Die Gründe für das Entstehen einer Magersucht sind vielschichtig und individuell. Magersucht ist eine Seelenkrankheit, die den Körper als Ausdrucksmittel nutzt. Die Erkrankten haben in der Regel wenig Selbstbewusstsein, psychologische Probleme und Angst vor dem Erwachsenwerden.
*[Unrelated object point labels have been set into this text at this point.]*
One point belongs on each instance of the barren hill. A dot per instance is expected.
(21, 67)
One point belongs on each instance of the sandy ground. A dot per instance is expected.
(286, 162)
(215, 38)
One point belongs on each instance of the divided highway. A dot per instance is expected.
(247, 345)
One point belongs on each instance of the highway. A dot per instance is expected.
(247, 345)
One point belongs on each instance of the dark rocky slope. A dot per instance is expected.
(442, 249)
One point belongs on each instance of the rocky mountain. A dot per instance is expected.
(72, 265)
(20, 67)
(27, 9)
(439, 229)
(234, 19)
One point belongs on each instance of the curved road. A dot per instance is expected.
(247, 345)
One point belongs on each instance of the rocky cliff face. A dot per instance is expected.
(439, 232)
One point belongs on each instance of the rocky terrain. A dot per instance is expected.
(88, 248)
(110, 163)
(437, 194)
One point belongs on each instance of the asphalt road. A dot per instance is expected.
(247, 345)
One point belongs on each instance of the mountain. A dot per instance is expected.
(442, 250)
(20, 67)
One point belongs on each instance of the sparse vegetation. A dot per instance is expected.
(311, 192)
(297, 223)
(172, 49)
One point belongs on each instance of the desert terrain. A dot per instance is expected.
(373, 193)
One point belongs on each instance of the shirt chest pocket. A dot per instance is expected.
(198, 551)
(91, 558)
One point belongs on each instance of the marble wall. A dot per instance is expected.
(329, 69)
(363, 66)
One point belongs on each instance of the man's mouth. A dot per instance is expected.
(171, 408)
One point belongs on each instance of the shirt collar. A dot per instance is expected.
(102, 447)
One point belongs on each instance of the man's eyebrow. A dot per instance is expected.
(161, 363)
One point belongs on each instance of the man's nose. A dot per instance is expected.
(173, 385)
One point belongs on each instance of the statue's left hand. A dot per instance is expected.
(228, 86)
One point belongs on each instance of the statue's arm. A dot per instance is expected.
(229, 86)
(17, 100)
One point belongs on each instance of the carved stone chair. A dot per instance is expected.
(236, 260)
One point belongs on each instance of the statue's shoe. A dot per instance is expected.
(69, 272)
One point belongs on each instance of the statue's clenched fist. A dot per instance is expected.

Auch Jungen stehen heutzutage unter dem enormen Druck, schlank, muskulös und athletisch zu sein. Sie eifern diesem Schönheitsideal durch übertriebene sportliche Aktivitäten und Diäten nach. In einer Welt voller Unsicherheit verspricht die absolute Kontrolle über den eigenen Körper Stabilität und Halt. „Fatal ist, dass sich in der Anfangsphase der Gewichtsabnahme das soziale Umfeld meist zunächst lobend über die Gewichtsreduktion äußert. Vielfach fördern Verwandte und Freunde dadurch ungewollt den schädlichen Körperkult”, gibt Kühl zu bedenken. Ob eine ambulante oder stationäre Behandlung der Erkrankung angezeigt ist, hängt vom Grad des Gewichtsverlustes ab.
Sucht bleibt ein Leben lang
Ist er lebensbedrohlich, muss ein stationärer Klinikaufenthalt erfolgen, um zunächst die körperliche Konstitution zu stärken. So komplex wie das Krankheitsbild sind die dann folgenden Behandlungsstrategien: Verhaltentherapeutische und/ oder tiefenpsychologische Techniken kommen in Einzelgesprächen und Gruppenangeboten zum Einsatz.  
Und wie sieht es mit den Erfolgsaussichten der Behandlung aus? Die Therapeutin ist ehrlich: „Magersucht ist eine Suchtkrankheit. Man bleibt auch nach einer abgeschlossenen Behandlung ein Leben lang magersüchtig.” Ein Drittel der Patienten werde wieder ganz gesund, bei einem Drittel bleibe das Krankheitsbild bestehen, ein Drittel sei „Grauzone”. Die Betroffenen sind vom Gewicht her zwar augenscheinlich gesund, leiden aber weiterhin unter psychischen Problemen und Essenskonflikten. „Wichtig ist, sich bei einer möglichen Magersucht schnell um eine professionelle Hilfe zu bemühen. Je schneller dies geschieht, desto besser stehen die Chancen, die Erkrankung zu überwinden”, betont Kühl.